Amid an increase in COVID-19 cases in Punjab, a worrying pattern has emerged with rural belts reporting higher numbers of deaths. According to government statistics, the case fatality rate (CFR) or death rate from COVID-19 in villages is 2.8% compared to 0.7% in urban areas.
Previously, Punjab’s Health Minister Balbir Singh Sindhu said that between January 1 and April 12, 2021, 58% of deaths from COVID-19 were recorded in rural Punjab, compared to just 27% of positive cases.
As of April 30, the state registered 6,132 new positive patients with 114 deaths, bringing the total to 3,70,973.
Amardeep Singh Cheema, chairman of the Punjab Health System Corporation, attributes the increase in death rates to people’s fear, which leads to late reports to hospitals by patients.

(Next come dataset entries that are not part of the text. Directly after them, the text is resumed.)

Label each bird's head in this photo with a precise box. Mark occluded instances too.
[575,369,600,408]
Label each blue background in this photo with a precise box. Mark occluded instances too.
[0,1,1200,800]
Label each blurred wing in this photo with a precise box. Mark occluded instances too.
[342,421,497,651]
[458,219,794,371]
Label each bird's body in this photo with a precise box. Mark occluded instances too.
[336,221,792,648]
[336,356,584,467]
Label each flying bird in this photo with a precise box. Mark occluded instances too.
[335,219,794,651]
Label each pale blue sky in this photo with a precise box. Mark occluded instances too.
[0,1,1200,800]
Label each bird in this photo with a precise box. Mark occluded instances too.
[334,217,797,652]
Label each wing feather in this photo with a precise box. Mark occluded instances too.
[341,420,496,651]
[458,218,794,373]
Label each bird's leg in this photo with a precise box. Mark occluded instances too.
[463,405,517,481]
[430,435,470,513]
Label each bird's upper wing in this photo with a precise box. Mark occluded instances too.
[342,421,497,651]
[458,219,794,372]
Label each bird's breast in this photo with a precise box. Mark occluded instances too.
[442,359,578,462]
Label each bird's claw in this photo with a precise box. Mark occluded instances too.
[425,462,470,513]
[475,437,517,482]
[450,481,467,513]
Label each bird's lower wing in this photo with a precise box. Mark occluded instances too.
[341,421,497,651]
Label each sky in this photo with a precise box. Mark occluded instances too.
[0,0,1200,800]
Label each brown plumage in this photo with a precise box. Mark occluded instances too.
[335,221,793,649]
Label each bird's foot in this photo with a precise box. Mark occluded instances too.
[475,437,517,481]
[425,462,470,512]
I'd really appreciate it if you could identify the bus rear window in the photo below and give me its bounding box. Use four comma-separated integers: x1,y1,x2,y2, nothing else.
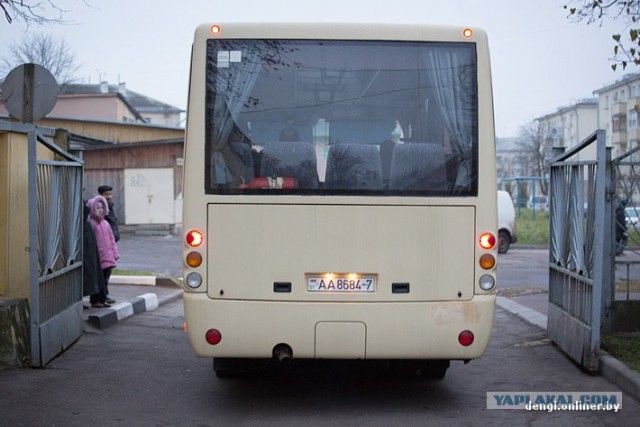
204,39,478,196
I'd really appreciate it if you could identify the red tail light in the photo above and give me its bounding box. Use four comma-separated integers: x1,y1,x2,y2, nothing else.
478,232,497,249
209,329,222,345
185,230,204,248
458,330,475,347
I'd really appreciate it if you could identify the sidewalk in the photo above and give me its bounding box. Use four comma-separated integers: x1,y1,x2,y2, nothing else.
83,282,182,329
497,293,640,401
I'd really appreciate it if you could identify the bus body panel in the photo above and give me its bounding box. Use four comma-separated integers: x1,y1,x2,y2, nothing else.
207,202,476,301
184,293,495,360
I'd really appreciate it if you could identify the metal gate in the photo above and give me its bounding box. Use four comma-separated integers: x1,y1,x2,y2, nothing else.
547,130,613,371
0,122,84,367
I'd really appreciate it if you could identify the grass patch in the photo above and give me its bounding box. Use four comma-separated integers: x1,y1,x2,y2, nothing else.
600,332,640,372
516,208,549,245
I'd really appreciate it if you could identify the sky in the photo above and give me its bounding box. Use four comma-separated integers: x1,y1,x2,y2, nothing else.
0,0,638,137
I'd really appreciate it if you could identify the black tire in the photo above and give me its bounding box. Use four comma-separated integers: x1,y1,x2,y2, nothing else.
498,230,511,254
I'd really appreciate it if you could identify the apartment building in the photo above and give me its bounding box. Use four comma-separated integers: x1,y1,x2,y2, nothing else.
535,98,598,160
593,73,640,157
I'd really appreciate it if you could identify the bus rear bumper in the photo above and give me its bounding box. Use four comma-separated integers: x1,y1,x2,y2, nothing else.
184,292,495,360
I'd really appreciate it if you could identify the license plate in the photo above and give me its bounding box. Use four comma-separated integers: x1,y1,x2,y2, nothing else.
307,273,377,293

“People come to hospitals when the symptoms are severe. They are reluctant to get tested, ”he said.
To monitor the death rate in Punjab, the health ministry said it had increased rapid testing statewide. “The rapid tests save us 24 to 48 hours. If a person tests positive on a rapid test, the person is isolated and given a kit. But the same person would also undergo RT-PCR, ”said a health department official.
Also read: COVID-19: Poor contact tracing, less vaccination, government laxity behind Punjab outbreak
Fear of testing and public isolation, according to Cheema, is a major factor in the increase in cases.
“In families where one person is the sole breadwinner, they worry about the survival of the family in the event that they test positive and are put in isolation. This is the main reason. The only way to reduce the death rate curve is early detection and we are working on it, ”he added.
Meanwhile, at the Guru Govind Singh Medical College and Hospital in the Faridkot district of Punjab, doctors are struggling to deal with patients who leave the hospital against their advice. According to them, suspected and confirmed COVID-19 patients are leaving the hospital without authorization. So far, 25 of those patients have left since an increase in the number of COVID-19 cases was recorded in the state, hospital management said.
“We call these patients LAMA (Left Against Medical Advice). We have informed the district authorities and the police authorities to make sure that they are isolated at home, ”said Sheikh Mittal, medical director of the hospital. NewsClick.
Also read: Is the Punjab ready for the second wave of COVID-19?
Mittal pointed to ignorance and lack of awareness among people as the reason for these incidents.
Meanwhile, highlighting problems with contact tracing, COVID-19 nodal agent Dr Rajesh Bhaskar has alleged that many contacts are refusing to be tested. “The major challenge is that asymptomatic cases spread to others. People are not tested on time. We are improving our contact tracing, but people are taking the virus lightly. We lose precious lives on a daily basis. Contacts are reluctant to get tested, ”he said. NewsClick.
Vaccination, according to Bhaskar, is the way forward. Due to the “unavailability” of the vaccine, the government of Punjab announced on April 30 the postponement of vaccinations from 18 to 45 years. On the same day, CM Captain Amarinder Singh said vaccines are scarce and the vaccines obtained were insufficient to meet the “two-dose needs” of the 45 and over age group.
“Fewer people are getting vaccinated because we are facing a vaccine shortage. The 45+ age group has a population of around 70 lakh. We vaccinated about 20 lakh with the first dose, ”Bhaskar said. NewVSlick.
Pilgrims returning from Pakistan after celebrating Baisakhi were reportedly involved in a fight and tore up health documents at the Attari Integrated Checkpoint (AICP). The pilgrims, officials said, were reluctant to get tested because they had already been tested a week before leaving for Pakistan.
Talk to NewVSlick, an official spokesperson for the Shiromani Gurudwara Prabandhak Committee which facilitates the visit to Pakistan for religious events, said: “Yes, they were reluctant to get tested and fought with the officials. People have a lot of misconceptions about the virus. They think they are being targeted because of the virus. “
Of those who were tested, about 98 tested positive and asked to observe home isolation.